Shane’s cell phone rings. His brother-in-law Sieb, who owns Prima Bistro on the island, is out in the woods near us. He’s also gathering hedgehogs. We’ve yet to come across these, identifiable by the little spikes under the golden mushroom cap, where gills would normally be. While the season for chanterelles and matsutakes is winding down, hedgehogs, black trumpets, and yellow-footed chanterelles are in full swing and will go into winter. “It really never ends,” Shane says. Cook will later echo that sentiment, and add that the yellow-foots are great in a Christmas stuffing.
But, maddeningly, mysteriously, a particularly plentiful spot of any kind might be devoid the following year. Another survival mechanism of mushrooms, perhaps. The forager’s fixation, for sure.
Another call comes: Sieb confirms he’s still loading up on hedgehogs. “How can we not be finding them?” I ask Shane desperately.
“Ahh, he may just be a little deeper in than us.” We find a few chanterelles that aren’t rotten—golden, with ridges (rather than gills) that run down the stem. At this point, I’ve filled an entire shopping bag with mushrooms, and it’s only been a little over an hour.

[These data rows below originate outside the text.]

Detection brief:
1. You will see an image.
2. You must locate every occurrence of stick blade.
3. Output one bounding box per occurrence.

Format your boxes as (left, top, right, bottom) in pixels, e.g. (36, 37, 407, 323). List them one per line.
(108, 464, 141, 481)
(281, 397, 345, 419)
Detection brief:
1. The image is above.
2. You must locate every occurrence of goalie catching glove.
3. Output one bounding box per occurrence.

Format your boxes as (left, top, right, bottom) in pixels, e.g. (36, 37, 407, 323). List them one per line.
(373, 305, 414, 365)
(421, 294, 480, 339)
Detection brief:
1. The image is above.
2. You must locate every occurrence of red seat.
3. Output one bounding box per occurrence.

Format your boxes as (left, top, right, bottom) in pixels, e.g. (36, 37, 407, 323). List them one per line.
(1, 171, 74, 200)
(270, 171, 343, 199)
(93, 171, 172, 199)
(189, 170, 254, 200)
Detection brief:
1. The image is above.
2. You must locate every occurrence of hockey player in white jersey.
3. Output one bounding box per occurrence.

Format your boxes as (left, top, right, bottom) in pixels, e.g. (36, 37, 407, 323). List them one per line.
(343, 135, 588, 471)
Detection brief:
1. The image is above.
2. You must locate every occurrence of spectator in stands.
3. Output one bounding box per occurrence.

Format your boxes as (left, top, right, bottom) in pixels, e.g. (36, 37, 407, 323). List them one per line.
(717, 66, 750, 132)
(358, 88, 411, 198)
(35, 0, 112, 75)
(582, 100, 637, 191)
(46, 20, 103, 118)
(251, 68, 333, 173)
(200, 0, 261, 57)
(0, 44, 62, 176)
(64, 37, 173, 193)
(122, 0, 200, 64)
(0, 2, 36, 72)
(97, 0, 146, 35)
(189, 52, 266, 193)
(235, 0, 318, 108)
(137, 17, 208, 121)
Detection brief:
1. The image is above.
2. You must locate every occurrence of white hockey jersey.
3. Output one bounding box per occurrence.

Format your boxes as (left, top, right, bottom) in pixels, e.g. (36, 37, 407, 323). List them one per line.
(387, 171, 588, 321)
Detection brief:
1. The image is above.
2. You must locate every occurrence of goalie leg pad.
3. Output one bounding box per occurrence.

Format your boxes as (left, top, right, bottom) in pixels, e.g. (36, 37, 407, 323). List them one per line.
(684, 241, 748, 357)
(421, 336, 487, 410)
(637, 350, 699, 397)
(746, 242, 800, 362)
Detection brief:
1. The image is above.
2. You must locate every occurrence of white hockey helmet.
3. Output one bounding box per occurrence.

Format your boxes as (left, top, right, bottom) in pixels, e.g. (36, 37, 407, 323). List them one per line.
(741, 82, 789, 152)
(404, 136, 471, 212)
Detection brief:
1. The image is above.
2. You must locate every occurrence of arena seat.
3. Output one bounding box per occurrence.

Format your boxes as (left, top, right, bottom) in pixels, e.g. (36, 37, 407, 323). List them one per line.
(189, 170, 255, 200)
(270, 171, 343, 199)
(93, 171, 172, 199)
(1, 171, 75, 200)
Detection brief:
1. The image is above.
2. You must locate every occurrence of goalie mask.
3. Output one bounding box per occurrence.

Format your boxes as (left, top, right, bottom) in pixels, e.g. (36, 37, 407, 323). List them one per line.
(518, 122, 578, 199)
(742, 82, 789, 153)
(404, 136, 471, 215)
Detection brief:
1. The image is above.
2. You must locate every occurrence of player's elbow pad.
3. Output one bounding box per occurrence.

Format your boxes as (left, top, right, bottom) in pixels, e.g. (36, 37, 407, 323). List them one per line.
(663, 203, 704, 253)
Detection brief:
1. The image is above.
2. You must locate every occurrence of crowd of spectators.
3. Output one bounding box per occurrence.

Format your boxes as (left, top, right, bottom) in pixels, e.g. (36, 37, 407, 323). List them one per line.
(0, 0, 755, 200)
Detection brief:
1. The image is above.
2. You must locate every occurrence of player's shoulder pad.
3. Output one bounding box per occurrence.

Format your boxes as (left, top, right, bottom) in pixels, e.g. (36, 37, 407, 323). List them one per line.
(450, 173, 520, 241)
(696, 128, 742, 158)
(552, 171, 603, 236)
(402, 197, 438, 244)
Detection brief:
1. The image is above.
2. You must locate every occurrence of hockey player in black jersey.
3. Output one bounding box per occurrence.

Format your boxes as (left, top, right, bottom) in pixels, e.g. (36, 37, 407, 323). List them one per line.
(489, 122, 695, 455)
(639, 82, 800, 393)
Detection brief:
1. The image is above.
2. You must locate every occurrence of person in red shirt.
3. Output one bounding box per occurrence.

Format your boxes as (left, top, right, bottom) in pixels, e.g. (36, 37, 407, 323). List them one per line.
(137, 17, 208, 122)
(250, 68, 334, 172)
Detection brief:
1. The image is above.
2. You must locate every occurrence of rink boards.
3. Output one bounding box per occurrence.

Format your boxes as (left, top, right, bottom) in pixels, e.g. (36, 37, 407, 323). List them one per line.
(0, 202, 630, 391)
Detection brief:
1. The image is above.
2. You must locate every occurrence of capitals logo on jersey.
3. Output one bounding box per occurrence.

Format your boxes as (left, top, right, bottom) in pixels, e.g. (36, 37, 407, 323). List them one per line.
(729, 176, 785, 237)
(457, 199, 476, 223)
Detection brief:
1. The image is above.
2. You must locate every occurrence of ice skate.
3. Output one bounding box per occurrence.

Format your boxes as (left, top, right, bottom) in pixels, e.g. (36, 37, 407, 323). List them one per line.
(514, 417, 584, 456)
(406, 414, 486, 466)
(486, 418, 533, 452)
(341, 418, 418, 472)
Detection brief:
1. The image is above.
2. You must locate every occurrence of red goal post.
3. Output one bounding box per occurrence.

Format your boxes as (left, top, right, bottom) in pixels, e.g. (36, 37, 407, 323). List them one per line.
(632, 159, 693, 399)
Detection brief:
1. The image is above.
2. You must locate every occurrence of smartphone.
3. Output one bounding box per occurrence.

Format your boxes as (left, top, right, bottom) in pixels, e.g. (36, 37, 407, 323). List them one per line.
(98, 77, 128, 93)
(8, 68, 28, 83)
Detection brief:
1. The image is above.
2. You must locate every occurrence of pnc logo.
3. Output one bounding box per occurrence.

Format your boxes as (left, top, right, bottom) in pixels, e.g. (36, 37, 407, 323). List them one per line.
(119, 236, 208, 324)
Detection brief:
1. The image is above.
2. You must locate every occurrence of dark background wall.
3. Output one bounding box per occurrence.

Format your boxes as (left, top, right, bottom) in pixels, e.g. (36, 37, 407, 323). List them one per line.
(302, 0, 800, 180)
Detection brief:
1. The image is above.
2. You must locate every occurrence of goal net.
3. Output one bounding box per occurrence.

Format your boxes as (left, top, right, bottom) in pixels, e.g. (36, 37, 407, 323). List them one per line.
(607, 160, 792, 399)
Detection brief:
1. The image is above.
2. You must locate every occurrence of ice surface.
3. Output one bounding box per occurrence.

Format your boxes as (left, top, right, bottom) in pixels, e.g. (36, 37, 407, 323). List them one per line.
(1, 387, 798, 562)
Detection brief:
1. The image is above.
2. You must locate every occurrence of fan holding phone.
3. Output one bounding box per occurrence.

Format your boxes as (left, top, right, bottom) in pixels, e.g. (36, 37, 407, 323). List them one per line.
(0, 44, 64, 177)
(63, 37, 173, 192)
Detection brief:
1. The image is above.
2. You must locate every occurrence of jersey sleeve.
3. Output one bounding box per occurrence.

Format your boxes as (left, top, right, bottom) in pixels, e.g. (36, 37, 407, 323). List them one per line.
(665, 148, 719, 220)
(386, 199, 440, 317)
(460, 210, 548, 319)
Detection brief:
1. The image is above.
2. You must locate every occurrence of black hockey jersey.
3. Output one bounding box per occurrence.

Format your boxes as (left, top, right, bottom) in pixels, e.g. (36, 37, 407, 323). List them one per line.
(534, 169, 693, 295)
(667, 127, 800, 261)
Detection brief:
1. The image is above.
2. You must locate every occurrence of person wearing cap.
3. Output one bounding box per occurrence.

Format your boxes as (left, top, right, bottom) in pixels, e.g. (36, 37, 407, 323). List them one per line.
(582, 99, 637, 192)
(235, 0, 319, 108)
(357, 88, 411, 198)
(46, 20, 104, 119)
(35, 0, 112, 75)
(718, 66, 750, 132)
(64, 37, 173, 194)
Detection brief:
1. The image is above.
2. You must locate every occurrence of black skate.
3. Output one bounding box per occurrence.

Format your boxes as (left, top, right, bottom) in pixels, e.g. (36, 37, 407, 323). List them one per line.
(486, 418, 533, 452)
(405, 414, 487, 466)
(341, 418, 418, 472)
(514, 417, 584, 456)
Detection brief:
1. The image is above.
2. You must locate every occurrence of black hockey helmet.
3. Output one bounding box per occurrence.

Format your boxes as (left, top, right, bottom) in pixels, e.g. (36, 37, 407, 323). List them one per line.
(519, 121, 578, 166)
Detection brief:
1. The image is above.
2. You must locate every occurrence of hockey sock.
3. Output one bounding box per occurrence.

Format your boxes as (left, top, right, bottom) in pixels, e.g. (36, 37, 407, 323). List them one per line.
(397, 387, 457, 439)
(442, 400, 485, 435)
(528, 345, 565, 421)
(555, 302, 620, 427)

We make a few clumsy circles until we find our way back to the car. Next to the red Pathfinder is another hulking red vehicle with stickers of guns and skulls on the back: Sieb.
We drive to Langley to have lunch at Prima Bistro, Sieb’s unassuming French-inspired restaurant. Hidden atop a market and mercantile shop, it has imposing, wide-open views of the bay. We sit at the bar and order one of the best meals I’ve had in months: veal sweetbreads in an apricot gastrique and a dish of poached eggs with chunks of foraged lobster mushrooms, croutons, and pancetta that they smoke in their own tiny meat locker. The lobster mushrooms are meaty and have a very subtle seafood-like flavor—that fifth flavor that the Japanese call umami and which translates to “pleasant savory taste.” Shane has some wickedly good-looking bone marrow on toast.
While we’re sitting there shooting the shit, Sieb walks in. He’s tall, with long, dark hair pulled back in a ponytail, gold hoops in each ear, and tats all over his arm. He’s holding several bags of mushrooms, which he’ll be serving in the restaurant, of course. He sits down and orders us all glasses of Fernet Branca on ice—a clear indication I’m in the company of chefs.
Satiated by the meal and the mushroom extravaganza, Shane and I are quieter on our trip back. He tells me it’s his night off, and he’s going to prepare a matsutake salad for his wife when she gets home from work. Sliced super-thin, he adds. These mushrooms are too special to be cooked. I get mine home, wash them lightly with wet paper towels, and place them all over my kitchen counter. It’s pretty surreal-looking.
My phone buzzes with a text message. It’s Shane. “Make sure to smell all your matsutakes to be positive that they are them.”
One by one I pick up my pounds of matsutakes. Only one doesn’t exude cinnamon. Shit. It’s a precious One. But I can’t take a chance. I toss it.
I head to my computer and pull up a map of Whidbey. The name of the road I repeated three times comes to me. I think I zero in on the turn. Though I’ll never print the location, I know I’m going back there myself this weekend. Maybe I’ll run into Shane, maybe Sieb. But more important, maybe I’ll meet up with more matsutakes, or finally find those hedgehogs.